Holloran believes there are drawbacks to focusing so heavily on core areas without also making efforts to protect non-core habitat. Under Ryan Zinke’s leadership, the BLM has proposed Land Use Plans that reduce or eliminate the protection of non-core areas.
“I really don’t like that the federal government, in Wyoming, put some restrictions on (protecting) non-core habitat,” Holloran said. “Our whole approach is to manage core, and the feds came in and put some restrictions outside of core. So they’re working to make it easier to get around those restrictions with these amendments.”
Holloran is optimistic about the sage-grouse’s future, but hopes that the BLM will consider how to implement the EIS with great care. Converse County’s birds are vulnerable.

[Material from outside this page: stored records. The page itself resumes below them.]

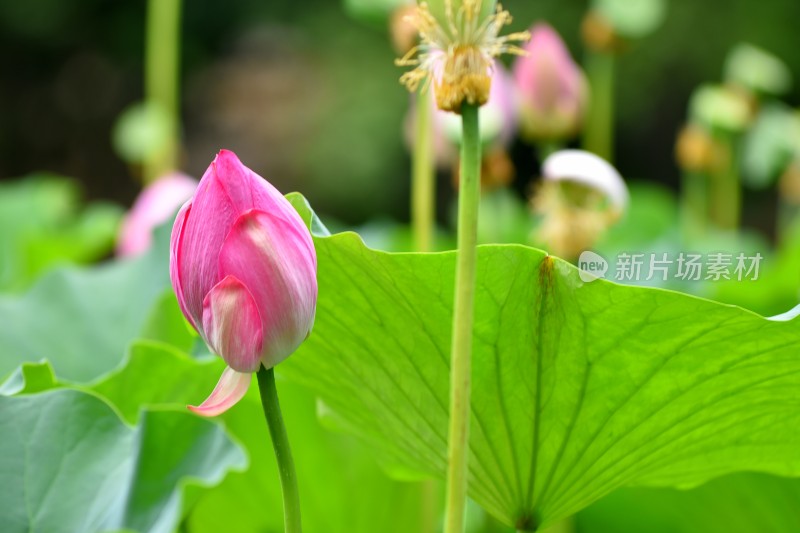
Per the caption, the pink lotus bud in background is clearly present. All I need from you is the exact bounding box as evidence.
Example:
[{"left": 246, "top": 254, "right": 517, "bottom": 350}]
[
  {"left": 514, "top": 23, "right": 588, "bottom": 141},
  {"left": 117, "top": 172, "right": 197, "bottom": 257},
  {"left": 170, "top": 150, "right": 317, "bottom": 416}
]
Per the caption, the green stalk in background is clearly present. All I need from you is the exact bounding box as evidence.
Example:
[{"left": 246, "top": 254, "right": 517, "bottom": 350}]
[
  {"left": 258, "top": 366, "right": 303, "bottom": 533},
  {"left": 444, "top": 103, "right": 481, "bottom": 533},
  {"left": 411, "top": 88, "right": 436, "bottom": 252},
  {"left": 142, "top": 0, "right": 181, "bottom": 184},
  {"left": 681, "top": 170, "right": 709, "bottom": 244},
  {"left": 583, "top": 50, "right": 616, "bottom": 164},
  {"left": 710, "top": 132, "right": 742, "bottom": 231}
]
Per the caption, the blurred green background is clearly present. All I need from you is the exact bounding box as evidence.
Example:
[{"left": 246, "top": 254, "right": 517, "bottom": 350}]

“The way that that area is developed, we really have to think our way through it, spatially and temporally,” Holloran said. “Because there is the real possibility if you move those birds out for 20 years that’s enough time where they won’t stay. That’s enough time to extirpate a population of birds. And I think that is a very real concern in that area.”
Holloran expressed concerns over recent changes at the federal level that weaken sage-grouse protections.

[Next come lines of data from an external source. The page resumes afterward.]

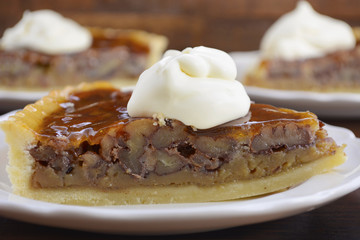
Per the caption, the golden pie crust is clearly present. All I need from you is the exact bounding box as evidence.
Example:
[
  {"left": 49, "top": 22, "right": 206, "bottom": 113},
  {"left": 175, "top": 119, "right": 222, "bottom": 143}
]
[
  {"left": 1, "top": 83, "right": 346, "bottom": 205},
  {"left": 0, "top": 27, "right": 168, "bottom": 90},
  {"left": 243, "top": 28, "right": 360, "bottom": 93}
]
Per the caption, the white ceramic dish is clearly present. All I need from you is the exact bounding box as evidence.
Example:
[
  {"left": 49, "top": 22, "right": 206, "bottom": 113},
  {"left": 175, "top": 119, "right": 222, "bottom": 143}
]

“In my opinion they’re jumping the gun,” he said. “They’re not even giving it (the current strategies) a chance, in my opinion.
“I think that the plans . . . were put in place with the idea that we move forward with these approaches,” he said. “By not taking the best available science that was used to develop those plans, and not allowing that process to mature, and working in a truly adaptive way to make changes, I think is a mistake.”

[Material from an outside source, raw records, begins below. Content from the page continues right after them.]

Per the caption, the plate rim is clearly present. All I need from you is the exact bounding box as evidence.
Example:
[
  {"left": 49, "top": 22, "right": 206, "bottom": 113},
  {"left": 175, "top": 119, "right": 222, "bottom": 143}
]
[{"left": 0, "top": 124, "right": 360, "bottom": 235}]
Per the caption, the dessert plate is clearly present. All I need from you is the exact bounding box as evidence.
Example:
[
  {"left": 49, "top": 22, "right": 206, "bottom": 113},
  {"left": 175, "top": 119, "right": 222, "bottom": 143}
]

Connelly expressed the same sentiment: that the federal government seems to be giving up on the methods without having tried them fully.
“None of these strategies are perfect, but we don’t want to sacrifice the good in search of the perfect,” he said.
Overall, Connelly hasn’t been encouraged by the BLM’s recent work.
“If I were rating the BLM on sage-grouse conservation five years ago I would’ve given them a B-minus, and now I’d say I’d give them a C-minus,” he said. “I don’t think they’re improving.”